Ticket sales for the money-spinning event have virtually doubled since new organisers were appointed five years ago, to more than 771,000.
Footfall figures within the main festival have soared by more than two million over the same period, with visitors from 47 different countries now visiting Edinburgh for its Christmas events.
More than 4.653 million people flocked to East Princes Street Gardens, The Mound, St Andrew Square and George Street during last year’s event, the fifth to be overseen by Edinburgh Festival Fringe promoters Underbelly.
Organisers of the Christmas festival, which was launched 20 years ago to help win festive shoppers back to the city centre, have drawn comparisons between the £113m economic impact figure the event now generates and the £313m said to be generated by the city’s other 12 main festivals.
According to the new research by the firm BOP Consulting, the Christmas event is said to have attracted 919,344 “unique visitors” last year. This compares to the 1,070,954 “unique visitors” to events like the Edinburgh International Festival, the Fringe, the Tattoo and the city’s Hogmanay celebrations, estimated three years ago by the same firm.
Research published in the summer said Edinburgh’s Hogmanay celebrations were worth a separate £39m to the economy. Nearly 166,000 people from 80 countries attended the three-day festival, which is thought to have generated £88m for the wider Scottish economy.

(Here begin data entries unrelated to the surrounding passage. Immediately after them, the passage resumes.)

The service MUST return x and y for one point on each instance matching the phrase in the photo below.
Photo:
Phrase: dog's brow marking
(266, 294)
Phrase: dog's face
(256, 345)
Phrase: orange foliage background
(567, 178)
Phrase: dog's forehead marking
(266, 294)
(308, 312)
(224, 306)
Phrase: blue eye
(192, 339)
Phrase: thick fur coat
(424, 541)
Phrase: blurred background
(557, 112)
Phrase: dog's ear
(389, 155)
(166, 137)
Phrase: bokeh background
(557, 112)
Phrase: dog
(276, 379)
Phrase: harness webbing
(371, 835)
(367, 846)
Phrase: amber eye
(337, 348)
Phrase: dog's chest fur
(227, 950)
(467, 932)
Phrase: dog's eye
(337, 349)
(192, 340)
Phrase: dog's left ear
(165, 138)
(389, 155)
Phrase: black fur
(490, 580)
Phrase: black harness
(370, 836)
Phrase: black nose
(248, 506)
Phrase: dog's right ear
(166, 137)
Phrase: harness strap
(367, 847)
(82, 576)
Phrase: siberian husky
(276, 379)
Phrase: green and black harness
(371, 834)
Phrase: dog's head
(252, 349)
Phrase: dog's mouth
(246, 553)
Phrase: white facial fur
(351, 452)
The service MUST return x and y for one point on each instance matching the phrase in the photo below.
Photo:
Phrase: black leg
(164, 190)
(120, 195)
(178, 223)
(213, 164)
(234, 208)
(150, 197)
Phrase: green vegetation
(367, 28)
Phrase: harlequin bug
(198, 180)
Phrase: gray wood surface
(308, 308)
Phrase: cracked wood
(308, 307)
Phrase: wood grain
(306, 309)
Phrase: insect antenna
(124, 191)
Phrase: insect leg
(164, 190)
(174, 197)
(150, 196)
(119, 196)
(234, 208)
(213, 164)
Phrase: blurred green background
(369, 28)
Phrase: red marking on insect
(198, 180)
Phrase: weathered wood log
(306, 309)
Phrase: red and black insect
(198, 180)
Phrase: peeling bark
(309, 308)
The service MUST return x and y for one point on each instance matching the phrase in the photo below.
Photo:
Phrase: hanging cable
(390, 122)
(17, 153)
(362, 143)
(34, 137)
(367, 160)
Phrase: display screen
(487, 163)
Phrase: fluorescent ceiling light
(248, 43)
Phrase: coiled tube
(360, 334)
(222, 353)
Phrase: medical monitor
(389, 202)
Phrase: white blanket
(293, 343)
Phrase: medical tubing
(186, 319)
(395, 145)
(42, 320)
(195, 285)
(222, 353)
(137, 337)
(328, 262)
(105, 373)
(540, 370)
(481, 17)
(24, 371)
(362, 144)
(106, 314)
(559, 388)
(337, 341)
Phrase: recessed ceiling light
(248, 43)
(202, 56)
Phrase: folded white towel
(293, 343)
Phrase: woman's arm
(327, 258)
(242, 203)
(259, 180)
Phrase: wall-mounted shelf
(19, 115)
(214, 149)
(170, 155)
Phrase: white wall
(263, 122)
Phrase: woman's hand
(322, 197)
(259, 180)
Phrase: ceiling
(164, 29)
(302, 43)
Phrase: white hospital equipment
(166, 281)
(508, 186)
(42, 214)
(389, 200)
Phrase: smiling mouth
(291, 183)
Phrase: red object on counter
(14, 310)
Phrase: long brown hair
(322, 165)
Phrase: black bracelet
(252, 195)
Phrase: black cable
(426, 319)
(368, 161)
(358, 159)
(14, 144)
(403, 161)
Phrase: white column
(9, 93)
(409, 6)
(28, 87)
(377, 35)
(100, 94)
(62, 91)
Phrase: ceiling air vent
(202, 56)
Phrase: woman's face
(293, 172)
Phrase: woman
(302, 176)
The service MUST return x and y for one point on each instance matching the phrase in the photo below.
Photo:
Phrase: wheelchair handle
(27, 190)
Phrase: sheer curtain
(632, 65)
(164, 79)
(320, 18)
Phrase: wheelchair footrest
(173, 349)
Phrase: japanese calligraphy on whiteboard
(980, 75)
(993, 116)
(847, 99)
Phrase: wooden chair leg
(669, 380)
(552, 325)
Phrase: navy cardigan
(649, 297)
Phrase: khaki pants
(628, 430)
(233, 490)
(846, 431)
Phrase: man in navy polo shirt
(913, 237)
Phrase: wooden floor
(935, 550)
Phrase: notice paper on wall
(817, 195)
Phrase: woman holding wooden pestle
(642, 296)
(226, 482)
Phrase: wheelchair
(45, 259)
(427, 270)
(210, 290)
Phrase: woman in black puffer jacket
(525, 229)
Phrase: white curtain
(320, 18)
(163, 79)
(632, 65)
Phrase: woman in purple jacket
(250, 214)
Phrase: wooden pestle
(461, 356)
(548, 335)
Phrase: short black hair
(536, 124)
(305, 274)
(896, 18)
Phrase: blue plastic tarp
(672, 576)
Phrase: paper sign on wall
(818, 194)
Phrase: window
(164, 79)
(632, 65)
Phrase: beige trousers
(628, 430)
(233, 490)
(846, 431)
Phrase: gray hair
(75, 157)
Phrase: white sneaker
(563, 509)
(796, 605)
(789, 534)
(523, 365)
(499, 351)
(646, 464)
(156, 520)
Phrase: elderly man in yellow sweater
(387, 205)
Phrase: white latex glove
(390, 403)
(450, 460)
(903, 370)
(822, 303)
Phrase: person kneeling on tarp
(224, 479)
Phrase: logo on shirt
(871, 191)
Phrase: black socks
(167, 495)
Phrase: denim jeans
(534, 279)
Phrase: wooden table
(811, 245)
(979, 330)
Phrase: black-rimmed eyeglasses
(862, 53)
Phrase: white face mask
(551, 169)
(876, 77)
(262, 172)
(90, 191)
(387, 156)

By far the most popular element of the Christmas festival was its markets – the main inspiration to take in the festival cited by two thirds of visitors. They were named the best attraction of their kind in Britain during last year’s event, ahead of rivals like Bath, York, Bristol, Liverpool and Exeter.
Around a fifth of tickets sold were snapped up EH postcode holders, who benefit from an annual discount of 20 per cent. More than two thirds of local residents surveyed said events in the Christmas festival programme were the main draw for coming into the city centre.
Ed Bartlam and Charlie Wood, directors of Underbelly, said: “It’s fantastic to get this independent survey and read its findings of the vast economic impact that Edinburgh’s Christmas brings to the city and to Scotland.
“We’re very proud that it is now on the firmly on the map as a global winter destination, with sky-high levels of customer satisfaction and return visits, and visitors who consistently rate the event as their major reason for coming to Edinburgh. The survey shows that the event supports thousands of jobs but it’s also great to see how many residents also enjoy its attractions.”